リーナは錬金術と行商による資材と資金の工面、リュオンは大工の特技を活かして
妖精さんの住む小屋を立て直す。
「大工の仕事が嫌で出てきたっつーのに、何でここでも大工をしなきゃなんねーんだよ」
ぶつぶつ言いつつも、長老や自分が住む家を手早く建ててしまいました。
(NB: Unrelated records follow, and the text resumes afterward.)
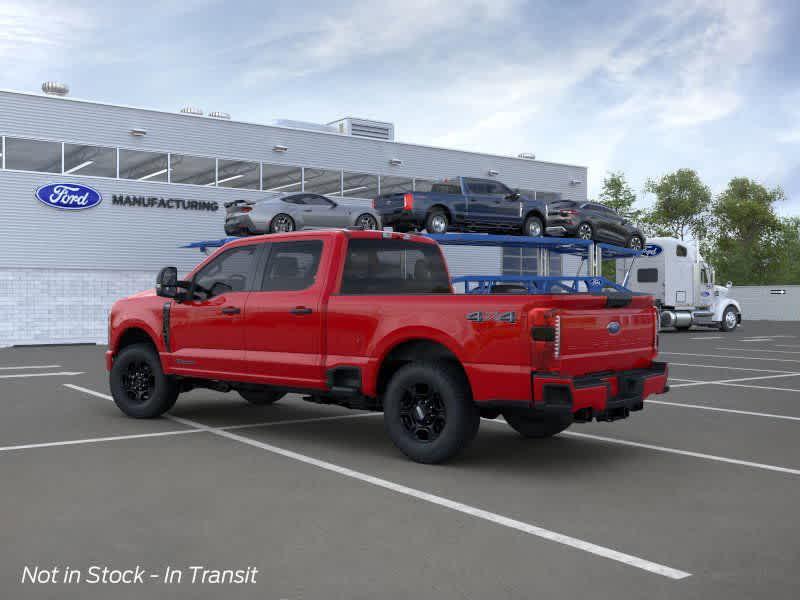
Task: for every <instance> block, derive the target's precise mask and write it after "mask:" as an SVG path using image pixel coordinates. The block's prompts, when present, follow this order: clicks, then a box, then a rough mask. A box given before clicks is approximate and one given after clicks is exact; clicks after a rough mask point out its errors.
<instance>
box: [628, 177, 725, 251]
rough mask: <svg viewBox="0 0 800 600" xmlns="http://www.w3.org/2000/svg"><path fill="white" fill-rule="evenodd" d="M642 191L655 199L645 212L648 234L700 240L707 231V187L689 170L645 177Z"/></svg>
mask: <svg viewBox="0 0 800 600" xmlns="http://www.w3.org/2000/svg"><path fill="white" fill-rule="evenodd" d="M644 189H645V192H648V193H652V194H655V196H656V202H655V205H654V206H653V208H652V209H651V210H650V211H648V213H647V214H646V215H645V224H646V226H647V228H648V230H649V233H651V234H656V235H668V236H673V237H677V238H680V239H682V240H683V239H685V238H686V237H687V236H688V235H692V236H693V237H694V238H695V239H702V238H703V237H705V234H706V232H707V227H706V226H707V223H706V221H707V218H708V208H709V206H710V204H711V188H709V187H708V186H707V185H706V184H704V183H703V182H702V181H701V180H700V177H699V176H698V175H697V173H696V172H695V171H694V170H692V169H678V170H677V171H675V172H674V173H668V174H666V175H664V176H662V177H661V178H660V179H658V180H653V179H648V180H647V182H646V183H645V188H644Z"/></svg>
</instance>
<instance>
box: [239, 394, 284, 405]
mask: <svg viewBox="0 0 800 600" xmlns="http://www.w3.org/2000/svg"><path fill="white" fill-rule="evenodd" d="M236 391H237V392H238V393H239V395H240V396H241V397H242V398H244V399H245V400H247V402H249V403H250V404H254V405H256V406H263V405H265V404H275V403H276V402H277V401H278V400H280V399H281V398H283V397H284V396H285V395H286V392H274V391H272V390H236Z"/></svg>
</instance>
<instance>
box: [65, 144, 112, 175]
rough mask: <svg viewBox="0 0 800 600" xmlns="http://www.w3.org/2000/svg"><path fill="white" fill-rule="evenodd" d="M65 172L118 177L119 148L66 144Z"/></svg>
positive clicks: (70, 173)
mask: <svg viewBox="0 0 800 600" xmlns="http://www.w3.org/2000/svg"><path fill="white" fill-rule="evenodd" d="M64 174H65V175H91V176H92V177H116V176H117V149H116V148H103V147H101V146H84V145H80V144H64Z"/></svg>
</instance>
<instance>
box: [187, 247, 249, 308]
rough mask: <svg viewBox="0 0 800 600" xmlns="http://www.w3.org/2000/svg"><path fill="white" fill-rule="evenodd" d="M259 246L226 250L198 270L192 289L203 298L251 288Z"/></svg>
mask: <svg viewBox="0 0 800 600" xmlns="http://www.w3.org/2000/svg"><path fill="white" fill-rule="evenodd" d="M258 249H259V246H258V245H257V244H250V245H248V246H238V247H236V248H231V249H230V250H226V251H225V252H223V253H222V254H220V255H219V256H217V257H216V258H214V259H213V260H212V261H211V262H210V263H208V264H207V265H206V266H205V267H203V268H202V269H200V271H198V273H197V275H195V277H194V290H195V292H196V293H199V294H200V295H201V296H203V297H205V298H213V297H214V296H219V295H221V294H225V293H229V292H247V291H250V290H251V289H252V283H253V270H254V269H255V261H256V253H257V252H258Z"/></svg>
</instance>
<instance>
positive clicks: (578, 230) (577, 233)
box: [575, 223, 594, 240]
mask: <svg viewBox="0 0 800 600" xmlns="http://www.w3.org/2000/svg"><path fill="white" fill-rule="evenodd" d="M575 235H576V236H577V237H578V239H581V240H591V239H594V230H593V229H592V226H591V225H590V224H589V223H581V224H580V225H578V231H577V232H576V234H575Z"/></svg>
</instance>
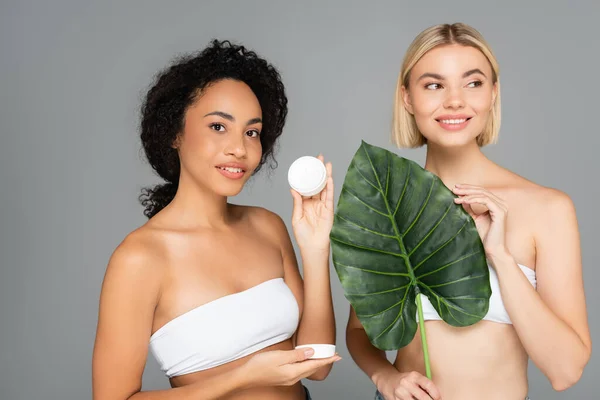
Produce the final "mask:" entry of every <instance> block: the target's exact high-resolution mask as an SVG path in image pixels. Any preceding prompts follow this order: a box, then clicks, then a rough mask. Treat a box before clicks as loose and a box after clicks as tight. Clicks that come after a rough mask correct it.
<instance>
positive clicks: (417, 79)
mask: <svg viewBox="0 0 600 400" xmlns="http://www.w3.org/2000/svg"><path fill="white" fill-rule="evenodd" d="M473 74H481V75H483V76H485V77H486V78H487V76H486V75H485V74H484V73H483V72H482V71H481V70H480V69H479V68H473V69H470V70H468V71H467V72H465V73H464V74H463V76H462V77H463V78H466V77H468V76H471V75H473ZM425 78H433V79H438V80H440V81H441V80H444V77H443V76H442V75H439V74H434V73H432V72H425V73H424V74H423V75H421V76H420V77H419V79H417V82H418V81H420V80H421V79H425Z"/></svg>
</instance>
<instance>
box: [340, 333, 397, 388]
mask: <svg viewBox="0 0 600 400" xmlns="http://www.w3.org/2000/svg"><path fill="white" fill-rule="evenodd" d="M346 345H347V346H348V350H349V352H350V355H351V356H352V359H353V360H354V362H355V363H356V365H358V367H359V368H360V369H361V370H362V371H363V372H364V373H365V374H366V375H367V376H368V377H369V378H370V379H371V381H372V382H373V383H374V384H375V385H376V386H377V382H378V380H379V379H380V378H381V377H382V376H385V375H387V374H390V373H392V374H393V373H397V372H398V370H397V369H396V368H395V367H394V366H393V365H392V364H391V363H390V362H389V361H388V359H387V357H386V353H385V351H383V350H379V349H378V348H376V347H375V346H373V344H372V343H371V342H370V341H369V337H368V336H367V333H366V332H365V331H364V329H362V328H349V329H348V330H347V332H346Z"/></svg>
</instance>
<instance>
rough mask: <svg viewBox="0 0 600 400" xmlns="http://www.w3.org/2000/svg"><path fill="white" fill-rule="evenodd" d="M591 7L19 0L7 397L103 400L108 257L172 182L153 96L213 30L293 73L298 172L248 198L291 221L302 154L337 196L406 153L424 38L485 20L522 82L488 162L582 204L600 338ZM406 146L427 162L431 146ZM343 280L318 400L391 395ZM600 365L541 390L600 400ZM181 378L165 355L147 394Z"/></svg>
mask: <svg viewBox="0 0 600 400" xmlns="http://www.w3.org/2000/svg"><path fill="white" fill-rule="evenodd" d="M367 3H368V4H367ZM575 3H576V4H572V5H569V6H567V5H566V2H564V5H562V6H559V5H555V4H547V2H543V1H537V2H532V3H529V2H518V3H514V4H510V3H507V2H502V3H501V4H496V5H492V4H491V3H490V4H484V2H481V1H464V0H463V1H458V0H455V1H452V2H438V3H431V2H424V1H421V2H419V1H411V2H408V1H398V0H395V1H386V2H383V1H381V2H375V1H374V2H366V1H365V2H357V1H354V2H349V1H342V0H338V1H328V2H325V1H323V2H312V3H306V2H302V3H300V2H292V1H253V2H247V1H225V0H219V1H185V2H184V1H178V2H171V1H170V2H160V1H141V0H140V1H127V2H116V1H115V2H110V1H104V2H100V1H96V2H95V3H93V4H87V2H84V1H52V2H46V1H37V2H32V1H6V0H4V1H2V3H1V5H0V132H1V146H0V183H1V186H0V187H1V189H0V205H1V207H0V224H1V225H0V226H1V230H0V246H1V247H0V250H1V251H0V255H1V259H0V260H1V264H0V268H1V269H0V329H1V334H0V398H1V399H2V400H4V399H10V400H16V399H24V400H31V399H42V398H43V399H86V398H91V355H92V346H93V341H94V334H95V328H96V318H97V306H98V295H99V291H100V285H101V281H102V278H103V274H104V269H105V266H106V262H107V260H108V257H109V256H110V254H111V252H112V251H113V249H114V248H115V246H116V245H117V244H118V243H119V242H120V241H121V240H122V238H123V237H124V236H125V235H126V234H127V233H128V232H130V231H131V230H133V229H134V228H136V227H137V226H139V225H140V224H142V223H144V221H145V217H143V215H142V208H141V206H140V205H138V203H137V196H138V194H139V191H140V188H141V187H142V186H144V185H148V184H152V183H156V182H158V181H157V179H156V178H155V177H154V176H153V174H152V173H151V170H150V168H149V166H147V165H146V164H145V162H144V161H143V158H142V156H141V153H140V150H139V148H140V143H139V141H138V138H137V132H136V127H137V125H136V124H137V117H138V107H139V104H140V99H141V96H142V95H143V93H144V91H145V89H146V88H147V85H148V84H149V82H150V80H151V77H152V76H153V74H154V73H155V72H156V71H158V70H159V69H160V68H162V67H163V66H165V65H166V64H167V63H168V62H169V61H170V60H171V58H172V57H173V56H174V55H175V54H176V53H179V52H184V51H193V50H197V49H199V48H201V47H204V46H205V45H206V44H207V43H208V41H209V39H211V38H212V37H218V38H230V39H234V40H236V41H241V42H243V43H244V44H246V45H247V46H249V47H251V48H254V49H256V50H257V51H258V52H259V53H260V54H261V55H264V56H265V57H267V58H268V59H269V60H270V61H272V62H273V63H274V64H276V65H277V66H278V67H279V69H280V71H281V73H282V76H283V78H284V81H285V84H286V86H287V93H288V95H289V100H290V103H289V106H290V113H289V119H288V122H287V125H286V128H285V132H284V135H283V136H282V140H281V146H280V151H279V152H278V160H279V162H280V167H279V169H277V170H276V171H275V172H274V173H272V174H271V175H270V176H269V174H265V173H261V175H259V176H258V177H256V178H255V179H254V180H253V181H252V183H251V184H250V185H249V186H248V187H247V189H246V190H245V191H244V192H243V193H242V194H241V195H240V196H239V197H238V198H235V199H233V201H234V202H238V203H251V204H258V205H262V206H265V207H267V208H269V209H271V210H274V211H275V212H277V213H279V214H280V215H282V217H283V218H284V219H285V220H286V221H287V222H288V227H290V225H289V221H290V215H291V205H292V202H291V198H290V196H289V192H288V186H287V180H286V172H287V167H288V166H289V165H290V163H291V162H292V161H293V160H294V159H295V158H296V157H299V156H301V155H305V154H316V153H318V152H323V153H324V154H325V155H326V157H327V159H329V160H331V161H333V164H334V168H335V169H334V178H335V179H336V182H337V188H336V201H337V195H338V194H339V189H340V187H341V185H342V181H343V178H344V175H345V170H346V168H347V167H348V164H349V162H350V159H351V158H352V156H353V154H354V152H355V150H356V149H357V148H358V146H359V144H360V140H361V139H365V140H367V141H368V142H370V143H371V144H375V145H378V146H382V147H386V148H388V149H390V150H393V147H392V146H391V142H390V140H389V133H388V132H389V126H390V119H391V109H392V97H393V93H394V87H395V83H396V77H397V74H398V70H399V66H400V62H401V59H402V56H403V54H404V51H405V49H406V47H407V46H408V44H409V43H410V41H411V40H412V39H413V37H414V36H415V35H416V34H417V33H418V32H420V31H421V30H422V29H424V28H426V27H428V26H430V25H433V24H436V23H441V22H456V21H463V22H466V23H469V24H472V25H474V26H475V27H476V28H478V29H479V30H480V31H481V32H482V33H483V34H484V36H485V37H486V38H487V40H488V41H489V42H490V44H491V45H492V47H493V49H494V51H495V53H496V55H497V57H498V58H499V60H500V66H501V79H502V84H503V86H502V102H503V104H502V107H503V121H502V130H501V135H500V142H499V144H498V145H496V146H493V147H489V148H486V149H485V151H486V153H487V154H488V155H489V156H490V157H491V158H492V159H493V160H495V161H497V162H499V163H500V164H502V165H504V166H506V167H507V168H509V169H512V170H513V171H515V172H517V173H519V174H522V175H524V176H525V177H527V178H529V179H531V180H533V181H536V182H538V183H540V184H543V185H547V186H552V187H556V188H559V189H561V190H564V191H566V192H567V193H568V194H569V195H570V196H571V197H572V199H573V200H574V202H575V205H576V207H577V211H578V216H579V222H580V230H581V234H582V249H583V250H582V251H583V262H584V276H585V288H586V294H587V302H588V307H589V314H590V316H589V322H590V327H591V330H592V337H593V339H594V341H595V342H596V343H598V342H600V335H599V332H600V326H599V323H600V318H599V314H598V313H597V312H596V309H597V308H598V307H599V306H600V295H599V294H598V293H599V291H598V290H594V289H595V287H596V286H598V284H599V283H600V282H599V281H600V272H599V270H598V268H597V267H598V264H599V261H600V256H598V253H597V252H595V251H594V247H593V246H594V245H595V246H596V249H597V243H596V242H597V237H598V236H597V229H598V226H599V225H600V218H599V217H598V212H597V209H596V208H597V204H598V197H599V196H598V195H599V190H598V184H597V182H598V170H599V169H598V163H599V161H598V157H597V154H598V150H597V149H598V147H599V146H600V140H599V139H598V128H597V126H598V122H597V117H598V105H599V104H598V101H597V99H598V93H600V83H599V82H600V80H599V79H598V70H599V68H598V67H599V65H598V62H599V56H598V38H599V36H600V35H599V34H598V30H597V21H598V17H599V16H600V12H599V11H600V10H599V8H600V6H599V5H598V3H595V2H593V1H588V2H583V1H580V2H575ZM594 3H595V4H594ZM517 6H518V7H517ZM398 153H399V154H400V155H402V156H404V157H408V158H411V159H413V160H415V161H417V162H420V163H422V161H423V156H424V152H423V150H412V151H408V150H403V151H399V152H398ZM332 278H333V279H332V281H333V291H334V301H335V310H336V316H337V324H338V344H339V351H340V353H341V354H342V356H343V357H344V358H345V359H344V360H343V361H342V362H341V363H338V364H336V366H335V368H334V369H333V372H332V373H331V375H330V377H329V378H328V379H327V380H326V381H325V382H310V381H309V382H307V385H308V386H309V387H310V389H311V390H312V391H313V393H314V398H315V399H371V398H372V397H373V390H374V388H373V386H372V384H371V383H370V381H369V380H368V378H367V377H366V376H365V375H364V374H362V373H361V372H360V371H359V370H358V368H357V367H356V366H355V365H354V363H353V362H352V361H351V358H350V356H349V354H348V353H347V350H346V347H345V341H344V328H345V324H346V320H347V310H348V303H347V301H346V300H345V298H344V296H343V293H342V290H341V287H340V285H339V281H338V280H337V277H336V276H335V275H332ZM390 356H391V355H390ZM599 360H600V359H599V358H598V357H592V359H591V361H590V363H589V364H588V366H587V369H586V370H585V373H584V376H583V378H582V379H581V381H580V382H579V383H578V384H577V385H576V386H575V387H574V388H572V389H570V390H568V391H567V392H565V393H556V392H554V391H553V390H552V388H551V386H550V384H549V383H548V381H547V380H546V379H545V378H544V376H543V375H542V374H541V373H540V372H539V371H538V370H537V369H536V368H535V367H534V366H532V367H531V368H530V381H531V395H532V397H533V399H535V400H539V399H543V400H551V399H591V398H597V397H596V396H598V394H597V392H598V389H600V386H599V384H598V376H599V372H600V361H599ZM462 362H463V361H462V360H457V361H456V363H457V368H459V367H460V365H461V363H462ZM167 386H168V385H167V380H166V378H164V377H163V376H162V374H161V372H160V371H159V370H158V367H157V364H156V363H155V362H154V360H153V359H152V358H151V357H150V358H149V363H148V365H147V368H146V372H145V375H144V389H154V388H165V387H167ZM594 393H596V394H594Z"/></svg>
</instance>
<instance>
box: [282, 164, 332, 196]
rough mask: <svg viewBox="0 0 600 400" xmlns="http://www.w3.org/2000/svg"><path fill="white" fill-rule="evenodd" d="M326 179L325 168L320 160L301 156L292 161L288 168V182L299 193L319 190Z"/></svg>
mask: <svg viewBox="0 0 600 400" xmlns="http://www.w3.org/2000/svg"><path fill="white" fill-rule="evenodd" d="M326 181H327V169H326V168H325V165H324V164H323V162H322V161H321V160H319V159H318V158H316V157H312V156H303V157H300V158H298V159H297V160H296V161H294V162H293V163H292V165H291V166H290V169H289V170H288V182H289V184H290V186H291V187H292V189H294V190H295V191H297V192H298V193H300V194H306V193H310V192H314V191H315V190H318V191H321V189H322V186H323V183H325V182H326Z"/></svg>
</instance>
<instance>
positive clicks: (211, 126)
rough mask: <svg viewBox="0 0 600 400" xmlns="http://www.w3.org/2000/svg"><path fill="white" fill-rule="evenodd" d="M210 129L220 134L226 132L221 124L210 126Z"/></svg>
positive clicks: (223, 127)
mask: <svg viewBox="0 0 600 400" xmlns="http://www.w3.org/2000/svg"><path fill="white" fill-rule="evenodd" d="M210 128H211V129H212V130H215V131H218V132H225V126H224V125H223V124H219V123H218V122H217V123H214V124H210Z"/></svg>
リーナの家に
至ってはどんぐり型の可愛い設計まで施してあります。
「うわあ、可愛いおうち! リュオン、ありがとう!」
リーナに手放しでほめられて、リュオンはちょっぴり赤くなった頬を見られないように
そっぽを向きました。
その夜。
くたくたになったリーナとリュオンは早々に眠りにつきました。
火事騒ぎで逃げ出さなかった妖精さんも床につき、長老の家だけに控え目なろうそくの
灯りがともっています。
「……そちも悪よのう」
窓の外を眺めていた妖精の長老は、真っ白い立派なあごひげを指先でなでながら
含み笑いをしました。
「いえいえ、長老ほどでは」
長老の背中にしたり顔を向けているのは、先ほどヘングストの行商人を名乗った男、
ジェラールです。昼間、リーナとリュオンがいた時に浮かべていた人の良さそうな笑みは
姿を消していました。
「寂れていた妖精の森を再建する為に、枯れた木々を焼き払う。しかも役に立ちそうな
人間が通りかかったタイミングで火を放ち、犯人と決めつけて強制的に労働力を
得るなぞ、凡人の私には思いつきもしない妙案です」
ほっほ、と笑いながら長老は振り向き、片方の眉をくいっと上げました。
「それもお前さんのサポートあってこそじゃ。何も知らぬ小娘を行商人に仕立て上げ、
行商手形を与えるついでに裏からマージンを得ようなどと」
ふむ、と首をかしげて考えます。
「しかし、あんな小娘に行商ができるかの」
「それは心配ありません。若くて顔立ちの可愛らしい娘です、行商の腕が無くとも
物珍しさで取引をしてくれる商人達も多いでしょう。それに」
「それに?」
ジェラールの眼鏡がキュピーンと光りました。
「商売が上手く行かないようなら娼館に売り飛ばしてしまえばいいのですから」
「ふむ……、商館と娼館を営む男か。こわいこわい」
わざとらしく肩をすくめる長老に、ジェラールは影のある微笑みを向けました。
「さて、小娘から復興資金を搾り取ったあかつきには、お前さんから高級家具でも
買わせてもらうとするか。まずは高級羽毛布団から注文しようかの」
「分かりました、抜群に寝心地のいい最高級品をご用意いたします」
「うむ、年を取ると質のいい布団で眠らないと腰が痛むのじゃ」
二人が静かな含み笑いを浮かべる中、妖精の森の夜は更けていきました。